The games themselves precluded much prewriting, but the lasting lessons of this series seemed obvious well before the buzzer. Versatile frontcourts still separate the contenders from the jokers in the WNBA. The four players at the top of MVP ballots in recent years speak to the now-obvious value of an elite two-way power forward. But the spacing, mobility, and playmaking chops of Smith and Jones at the five gave the Lynx and Liberty especially high ceilings. “We gave hope to those teams that aren't willing to circumvent the cap or fly illegally or all the stuff that's happened over the last five years,” Reeve said, referencing league investigations into the last two title-winners. (The Aces are under investigation for cap circumvention, and the Liberty were fined a league-record $500,000 for chartering flights to road games for players three years ago, when it was a violation of CBA rules.) “So to do it the right way gives hope for the other teams that you can build a team just like ours. You don't have to have a superteam.
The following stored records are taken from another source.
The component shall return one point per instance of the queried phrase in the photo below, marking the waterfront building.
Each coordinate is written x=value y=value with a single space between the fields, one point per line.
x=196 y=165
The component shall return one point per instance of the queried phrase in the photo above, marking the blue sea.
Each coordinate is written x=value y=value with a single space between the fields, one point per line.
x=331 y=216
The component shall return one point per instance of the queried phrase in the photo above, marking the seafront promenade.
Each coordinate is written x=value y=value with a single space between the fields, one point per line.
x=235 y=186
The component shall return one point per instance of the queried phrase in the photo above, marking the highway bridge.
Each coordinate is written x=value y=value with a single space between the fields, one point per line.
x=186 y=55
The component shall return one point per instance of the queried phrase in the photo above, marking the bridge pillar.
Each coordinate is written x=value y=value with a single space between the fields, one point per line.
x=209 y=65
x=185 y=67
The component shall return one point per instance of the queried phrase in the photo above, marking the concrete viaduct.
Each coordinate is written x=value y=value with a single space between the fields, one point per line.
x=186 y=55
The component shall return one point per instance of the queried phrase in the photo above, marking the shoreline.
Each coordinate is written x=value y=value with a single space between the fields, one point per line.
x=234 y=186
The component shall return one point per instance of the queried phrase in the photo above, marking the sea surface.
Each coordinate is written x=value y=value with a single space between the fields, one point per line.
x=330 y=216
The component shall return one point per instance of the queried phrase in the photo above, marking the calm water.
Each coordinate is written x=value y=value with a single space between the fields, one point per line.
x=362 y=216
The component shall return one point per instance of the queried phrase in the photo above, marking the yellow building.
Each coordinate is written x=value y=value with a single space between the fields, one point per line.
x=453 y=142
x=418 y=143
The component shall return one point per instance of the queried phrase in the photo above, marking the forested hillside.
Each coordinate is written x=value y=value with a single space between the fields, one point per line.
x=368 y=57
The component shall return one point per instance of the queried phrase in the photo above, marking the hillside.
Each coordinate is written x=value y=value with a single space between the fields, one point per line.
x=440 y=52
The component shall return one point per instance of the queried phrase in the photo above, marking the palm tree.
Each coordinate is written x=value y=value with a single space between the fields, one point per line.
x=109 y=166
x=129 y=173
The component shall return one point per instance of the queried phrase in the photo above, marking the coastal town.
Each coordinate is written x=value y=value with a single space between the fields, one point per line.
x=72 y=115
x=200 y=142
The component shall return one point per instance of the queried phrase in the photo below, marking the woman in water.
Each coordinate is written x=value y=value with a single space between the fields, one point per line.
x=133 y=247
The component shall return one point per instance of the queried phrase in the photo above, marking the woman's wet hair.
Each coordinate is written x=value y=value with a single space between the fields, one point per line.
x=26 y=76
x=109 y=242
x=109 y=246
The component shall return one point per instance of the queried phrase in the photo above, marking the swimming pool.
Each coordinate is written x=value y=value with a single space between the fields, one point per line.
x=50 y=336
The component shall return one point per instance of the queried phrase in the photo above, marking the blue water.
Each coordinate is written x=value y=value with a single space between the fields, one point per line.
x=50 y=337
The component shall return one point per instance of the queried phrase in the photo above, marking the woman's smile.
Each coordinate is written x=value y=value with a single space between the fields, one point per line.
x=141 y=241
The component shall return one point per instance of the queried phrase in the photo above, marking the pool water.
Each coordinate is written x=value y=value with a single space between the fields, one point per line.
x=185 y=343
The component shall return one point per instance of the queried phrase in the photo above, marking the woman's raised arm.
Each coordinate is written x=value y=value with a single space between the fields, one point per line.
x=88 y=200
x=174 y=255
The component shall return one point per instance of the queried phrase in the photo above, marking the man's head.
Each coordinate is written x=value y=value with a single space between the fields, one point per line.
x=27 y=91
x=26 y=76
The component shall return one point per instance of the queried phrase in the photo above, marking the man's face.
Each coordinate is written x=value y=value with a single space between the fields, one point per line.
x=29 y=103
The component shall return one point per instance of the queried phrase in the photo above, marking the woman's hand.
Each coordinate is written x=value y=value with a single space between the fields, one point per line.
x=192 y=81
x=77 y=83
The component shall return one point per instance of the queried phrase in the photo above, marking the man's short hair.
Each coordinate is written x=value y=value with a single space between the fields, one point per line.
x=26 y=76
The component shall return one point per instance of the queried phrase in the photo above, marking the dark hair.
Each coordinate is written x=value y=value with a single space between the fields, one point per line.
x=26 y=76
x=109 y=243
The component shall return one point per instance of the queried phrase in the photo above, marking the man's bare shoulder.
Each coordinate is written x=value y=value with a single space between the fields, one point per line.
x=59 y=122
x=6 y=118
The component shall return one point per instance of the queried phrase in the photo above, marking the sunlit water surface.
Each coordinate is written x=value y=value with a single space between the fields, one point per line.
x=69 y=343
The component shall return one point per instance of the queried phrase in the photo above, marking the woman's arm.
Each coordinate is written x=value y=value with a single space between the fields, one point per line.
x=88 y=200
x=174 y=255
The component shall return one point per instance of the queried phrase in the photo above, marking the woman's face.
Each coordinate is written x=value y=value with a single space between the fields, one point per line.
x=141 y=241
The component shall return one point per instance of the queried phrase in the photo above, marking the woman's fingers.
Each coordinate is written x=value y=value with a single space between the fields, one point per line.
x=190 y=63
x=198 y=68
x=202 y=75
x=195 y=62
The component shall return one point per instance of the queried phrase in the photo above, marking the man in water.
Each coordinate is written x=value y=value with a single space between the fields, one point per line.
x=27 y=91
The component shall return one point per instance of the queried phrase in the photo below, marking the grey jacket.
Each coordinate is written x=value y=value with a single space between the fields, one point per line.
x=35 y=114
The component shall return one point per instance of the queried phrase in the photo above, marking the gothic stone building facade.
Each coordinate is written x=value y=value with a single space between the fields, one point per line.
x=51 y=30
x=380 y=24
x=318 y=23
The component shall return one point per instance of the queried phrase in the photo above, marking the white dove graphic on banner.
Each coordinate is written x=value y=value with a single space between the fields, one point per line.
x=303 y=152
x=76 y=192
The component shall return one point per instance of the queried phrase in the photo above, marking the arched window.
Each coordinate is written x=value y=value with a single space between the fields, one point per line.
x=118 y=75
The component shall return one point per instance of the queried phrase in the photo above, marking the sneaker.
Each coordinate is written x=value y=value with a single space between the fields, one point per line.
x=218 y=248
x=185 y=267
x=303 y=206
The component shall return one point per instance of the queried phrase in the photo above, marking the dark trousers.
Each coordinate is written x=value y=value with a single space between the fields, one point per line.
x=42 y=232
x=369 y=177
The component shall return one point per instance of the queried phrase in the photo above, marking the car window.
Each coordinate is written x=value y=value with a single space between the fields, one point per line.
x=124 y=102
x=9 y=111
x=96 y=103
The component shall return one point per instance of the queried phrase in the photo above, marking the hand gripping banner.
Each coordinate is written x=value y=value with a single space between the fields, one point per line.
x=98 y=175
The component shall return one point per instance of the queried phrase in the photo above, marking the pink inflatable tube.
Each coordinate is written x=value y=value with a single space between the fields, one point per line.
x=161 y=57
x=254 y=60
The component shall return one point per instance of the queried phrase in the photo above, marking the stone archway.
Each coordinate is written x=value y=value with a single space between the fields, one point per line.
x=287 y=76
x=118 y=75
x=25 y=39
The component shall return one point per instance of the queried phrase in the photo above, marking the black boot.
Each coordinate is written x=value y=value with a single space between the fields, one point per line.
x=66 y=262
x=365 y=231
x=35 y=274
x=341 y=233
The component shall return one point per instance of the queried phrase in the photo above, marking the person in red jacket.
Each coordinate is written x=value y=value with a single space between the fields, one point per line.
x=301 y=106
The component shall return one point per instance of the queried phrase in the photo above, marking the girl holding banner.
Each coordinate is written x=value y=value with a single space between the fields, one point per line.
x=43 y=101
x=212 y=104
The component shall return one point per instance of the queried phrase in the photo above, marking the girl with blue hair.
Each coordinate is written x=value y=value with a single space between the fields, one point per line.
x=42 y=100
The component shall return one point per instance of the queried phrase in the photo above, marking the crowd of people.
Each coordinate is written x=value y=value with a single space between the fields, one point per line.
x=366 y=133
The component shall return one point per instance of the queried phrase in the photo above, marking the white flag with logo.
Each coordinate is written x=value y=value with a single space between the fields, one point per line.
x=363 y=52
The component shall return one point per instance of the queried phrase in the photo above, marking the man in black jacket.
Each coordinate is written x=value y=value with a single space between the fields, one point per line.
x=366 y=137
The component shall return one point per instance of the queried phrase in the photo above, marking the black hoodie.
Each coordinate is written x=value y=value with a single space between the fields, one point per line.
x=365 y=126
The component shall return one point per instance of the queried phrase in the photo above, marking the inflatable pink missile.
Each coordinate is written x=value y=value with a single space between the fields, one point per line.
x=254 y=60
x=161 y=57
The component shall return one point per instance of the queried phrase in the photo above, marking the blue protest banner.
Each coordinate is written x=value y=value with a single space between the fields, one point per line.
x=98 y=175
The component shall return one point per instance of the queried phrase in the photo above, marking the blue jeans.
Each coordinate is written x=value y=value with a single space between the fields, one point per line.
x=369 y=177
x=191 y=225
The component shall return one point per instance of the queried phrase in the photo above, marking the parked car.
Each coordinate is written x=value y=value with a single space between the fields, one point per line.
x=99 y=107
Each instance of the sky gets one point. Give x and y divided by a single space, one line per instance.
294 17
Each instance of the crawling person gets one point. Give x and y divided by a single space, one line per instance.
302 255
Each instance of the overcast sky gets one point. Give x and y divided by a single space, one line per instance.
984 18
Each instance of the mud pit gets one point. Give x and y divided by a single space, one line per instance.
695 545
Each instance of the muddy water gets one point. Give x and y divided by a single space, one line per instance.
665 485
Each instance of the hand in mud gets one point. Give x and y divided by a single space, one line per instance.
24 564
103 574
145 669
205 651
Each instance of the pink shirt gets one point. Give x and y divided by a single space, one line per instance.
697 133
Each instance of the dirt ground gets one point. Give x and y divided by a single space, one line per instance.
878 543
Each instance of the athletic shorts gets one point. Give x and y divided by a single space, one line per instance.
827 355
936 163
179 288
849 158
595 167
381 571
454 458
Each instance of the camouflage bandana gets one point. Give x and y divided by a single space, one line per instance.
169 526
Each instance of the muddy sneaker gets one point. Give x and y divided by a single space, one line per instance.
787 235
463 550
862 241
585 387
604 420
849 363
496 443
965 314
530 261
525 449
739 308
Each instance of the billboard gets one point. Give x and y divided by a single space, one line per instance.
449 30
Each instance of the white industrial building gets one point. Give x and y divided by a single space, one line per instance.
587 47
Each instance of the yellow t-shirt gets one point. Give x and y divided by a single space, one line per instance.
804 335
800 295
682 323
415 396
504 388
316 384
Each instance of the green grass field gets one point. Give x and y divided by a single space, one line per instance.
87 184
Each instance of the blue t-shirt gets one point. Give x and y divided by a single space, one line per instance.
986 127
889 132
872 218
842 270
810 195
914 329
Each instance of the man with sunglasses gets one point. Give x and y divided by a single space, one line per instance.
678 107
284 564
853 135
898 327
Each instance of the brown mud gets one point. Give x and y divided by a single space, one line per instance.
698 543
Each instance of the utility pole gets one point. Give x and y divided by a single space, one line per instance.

You don't have to have that.”
Reeve is partly right: The chance to acquire players of Stewart's and Jones's caliber in one offseason comes around too rarely to be called a model strategy. She deserves credit for signing Smith—hardly a household name, but an absolute warrior all series. Still, Reeve misses the ways the Lynx and Liberty have been built with similar tools. Both of them owe their Finals runs to years of smart decision-making. Talent matters; so does having a front office that doesn’t suck.
The Connecticut Sun cut Bridget Carleton four games into her 2019 rookie season. Weeks later, she got a call from Reeve. Carleton has gradually become one of Minnesota's most important players. A 44 percent three-point shooter this season, she made the go-ahead free throws that won the Lynx Game 4. After role player extraordinaire Leonie Fiebich hit the first bucket of overtime in Game 5, only the Liberty’s second three of the game, her coach could breathe easier. “I'm going to tell you this as a fact,” Brondello said wryly. “Whoever scores first in overtime usually wins. I was confident after that.” Fiebich, the 24-year-old German rookie, came to New York as a not-so-random trade throw-in. Though she was drafted by Los Angeles and then had her rights sent to Chicago, Fiebich said neither team kept in touch with her. “I don’t think that they had any use for me at that moment, so they acted like I was not part of their organization,” she told Winsdr recently. The Liberty had been eyeing her international games and jumped at the chance to acquire her. “It was the first time that an organization was really interested,” she said.
The Lynx drafted Collier, a franchise player, with the sixth overall pick—no tank necessary. As a champagne-drunk Stewart pointed out in the postgame press conference, Sabally played few minutes in the semifinals series against the Aces, but the Liberty were surely glad for drafting her in 2022 and keeping her around when she scored nine points in the third quarter of Game 5 and gave her team new life.
Build rosters that make sense, win games with those rosters, and fans will respond. This applies in any sport, but especially so in this league, which will always face some hostility to the idea that a WNBA team can be a meaningful part of a person’s life. On game days and on the days between them, these teams both felt like part of the air. Pardon the Thomas Friedman bit: As fun as the arenas in Minneapolis and Brooklyn were, some moments outside them could be just as invigorating. I dodged bootleg Liberty T-shirt sellers on walks to the arena. I’m ashamed, but also a little chuffed, to admit I had the time for Game 5 wrong until I overheard two valet drivers in Minneapolis talking about it. (National Sunday WNBA games usually get played in the afternoon, not in primetime.) Last night, as I slipped out of the Liberty's arena at an awful hour, a nearby deliveryman with a hand truck full of boxes hollered “Sweetie!” at me, beginning what I was sure would be garden-variety street harassment before he congratulated me on making franchise history. He thought I was employed by the team. A city loves a winner.